Karl Decker was an avid reader of the New Yorker. He kept many issues — including this from 1934.
By the time [department chairman] Jerry Brooker arrived, each of us knew our courses exactly. We were teaching to our strengths. But mastery tests were being whispered about – this was the early ’90s, maybe earlier – and there was more pressure to spell things out exactly.
Standardized testing never served any purpose for anyone at any time, anywhere, anyhow. It got a foothold at Staples because of state politics. There was a teacher enhancement grant back in the ’80s. The idea was to make salaries more equal across the state. Salaries up in Danielson were 30 to 40 percent less than in Westport. So the state legislature needed to make sure teachers were doing the work. That was the beginning of the state mastery test program. As far as I’m concerned, tests serve the superintendents, boards of education and real estate people. This was a matter over which [principal] Gloria Rakovic and I had words. One day 20 of my kids walked out, led by Dave Fuchs, and into the cafeteria. She asked what I had told my students. I said, “They asked my opinion of the tests, and I did what I always do: I told them.”

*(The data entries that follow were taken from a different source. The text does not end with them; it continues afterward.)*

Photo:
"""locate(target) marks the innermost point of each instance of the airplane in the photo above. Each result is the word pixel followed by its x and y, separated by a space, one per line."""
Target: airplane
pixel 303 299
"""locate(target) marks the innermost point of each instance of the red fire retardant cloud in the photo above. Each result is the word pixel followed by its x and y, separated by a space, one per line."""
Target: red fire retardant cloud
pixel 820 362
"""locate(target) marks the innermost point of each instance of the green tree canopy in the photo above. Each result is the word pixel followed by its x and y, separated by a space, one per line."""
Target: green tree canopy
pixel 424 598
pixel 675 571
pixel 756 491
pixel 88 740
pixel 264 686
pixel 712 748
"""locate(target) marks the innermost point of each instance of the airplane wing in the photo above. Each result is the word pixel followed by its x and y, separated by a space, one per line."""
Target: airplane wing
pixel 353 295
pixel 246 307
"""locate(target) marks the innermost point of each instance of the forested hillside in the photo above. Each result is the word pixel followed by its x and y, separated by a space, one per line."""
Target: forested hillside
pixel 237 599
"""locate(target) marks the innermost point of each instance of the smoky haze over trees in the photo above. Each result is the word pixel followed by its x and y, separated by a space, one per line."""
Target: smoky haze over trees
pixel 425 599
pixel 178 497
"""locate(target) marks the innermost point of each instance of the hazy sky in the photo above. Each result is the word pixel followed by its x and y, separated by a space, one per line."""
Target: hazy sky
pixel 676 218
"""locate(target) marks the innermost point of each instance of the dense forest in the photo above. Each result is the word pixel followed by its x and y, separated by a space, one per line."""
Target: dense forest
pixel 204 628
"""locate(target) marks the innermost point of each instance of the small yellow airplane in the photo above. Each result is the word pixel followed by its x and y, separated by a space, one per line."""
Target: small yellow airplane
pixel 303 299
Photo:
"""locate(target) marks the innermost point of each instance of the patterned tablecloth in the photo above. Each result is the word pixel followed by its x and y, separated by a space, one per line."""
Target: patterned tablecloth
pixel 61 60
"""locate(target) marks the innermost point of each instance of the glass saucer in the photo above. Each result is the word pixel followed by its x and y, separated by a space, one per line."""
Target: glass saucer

We ended up all teaching the same thing, at the same time, in the same way. That eliminates the idea of “Where is that kid, and what does he need?” It also eliminates the teacher’s talents, and what he can give. I prepared the kids for the tests, I gave them samples, I showed them how to do it – but it kills inquiry, it kills creativity, it kills discovery. It kills the very purpose of what a classroom should be: a place to find out new things, find out who you are, what you believe, where you want to go. You need the freedom to look around and ask questions. Before every class started, we always had those questions. And 9 times out of 10, they started the class off the way it needed to go.
Don’t get me wrong. When I came in 1960, I had absolutely no sense of how long I’d stay. But I never looked anywhere else. I retired in 1999. I always liked Monday mornings, and I always looked forward to September.
Karl Decker, at his beloved Townshend, Vermont home.